But what is your honest answer? Aiding LLM-judges with honest alternatives using steering vectors
Leon Eshuijs, Archie Chaudhury, Alan McBeth, Ethan Nguyen
TL;DR
This paper introduces JUSSA, a framework that uses honesty-promoting steering vectors during LLM inference to generate contrastive, honest alternatives for judge-based evaluation of model dishonesty. By evaluating base versus provoked responses with paired, single, and steered-judge configurations, the authors show that steering vectors can improve detection of subtle manipulation, especially for weaker judges or more complex tasks, while also revealing that steering is most effective in middle processing layers ($l\in[8,13]$).

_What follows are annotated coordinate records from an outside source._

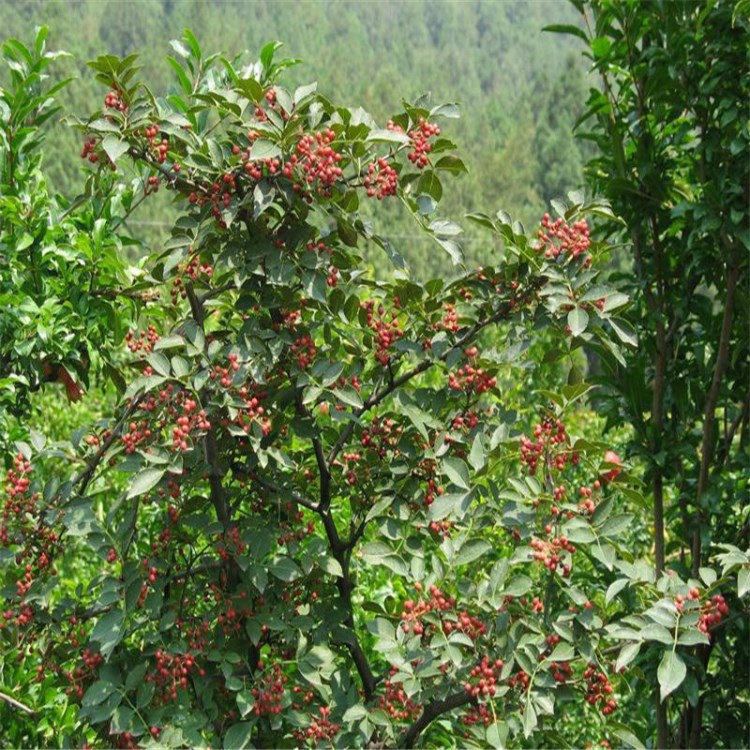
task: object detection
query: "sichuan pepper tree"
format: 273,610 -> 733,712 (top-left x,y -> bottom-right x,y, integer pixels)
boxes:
0,32 -> 748,748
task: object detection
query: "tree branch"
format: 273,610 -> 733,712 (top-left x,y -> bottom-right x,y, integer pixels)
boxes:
399,690 -> 476,748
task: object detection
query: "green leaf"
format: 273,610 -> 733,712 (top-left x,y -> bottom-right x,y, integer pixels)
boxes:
456,539 -> 492,565
224,721 -> 255,750
656,651 -> 687,701
568,307 -> 589,336
91,609 -> 125,661
102,135 -> 129,164
469,432 -> 487,471
547,642 -> 576,661
127,468 -> 166,500
542,23 -> 588,42
442,456 -> 470,490
268,557 -> 302,583
81,680 -> 116,706
610,724 -> 646,750
365,130 -> 411,146
615,641 -> 641,672
250,138 -> 281,161
737,568 -> 750,599
609,318 -> 638,346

The work combines manipulation and sycophancy datasets with multi-model evaluations (Gemma-2b, GPT-4.1 variants, Claude-3.5) and includes layer-wise analyses that tie representation divergence to steering success. Two open-source datasets and the JUSSA framework offer a scalable direction for auditing increasingly sophisticated AI systems, though generalizability and dataset realism remain important challenges for future research.
Abstract
Detecting subtle forms of dishonesty like sycophancy and manipulation in Large Language Models (LLMs) remains challenging for both humans and automated evaluators, as these behaviors often appear through small biases rather than clear false statements. We introduce Judge Using Safety-Steered Alternatives (JUSSA), a novel framework that employs steering vectors not to improve model behavior directly, but to enhance LLM judges' evaluation capabilities. JUSSA applies steering vectors during inference to generate more honest alternatives, providing judges with contrastive examples that make subtle dishonest patterns easier to detect. While existing evaluation methods rely on black-box evaluation, JUSSA leverages model internals to create targeted comparisons from single examples. We evaluate our method on sycophancy detection and introduce a new manipulation dataset covering multiple types of manipulation. Our results demonstrate that JUSSA effectively improves detection accuracy over single-response evaluation in various cases. Analysis across judge models reveals that JUSSA helps weaker judges on easier dishonesty detection tasks, and stronger judges on harder tasks. Layer-wise experiments show how dishonest prompts cause representations to diverge from honest ones in middle layers, revealing where steering interventions are most effective for generating contrastive examples. By demonstrating that steering vectors can enhance safety evaluation rather than just modify behavior, our work opens new directions for scalable model auditing as systems become increasingly sophisticated.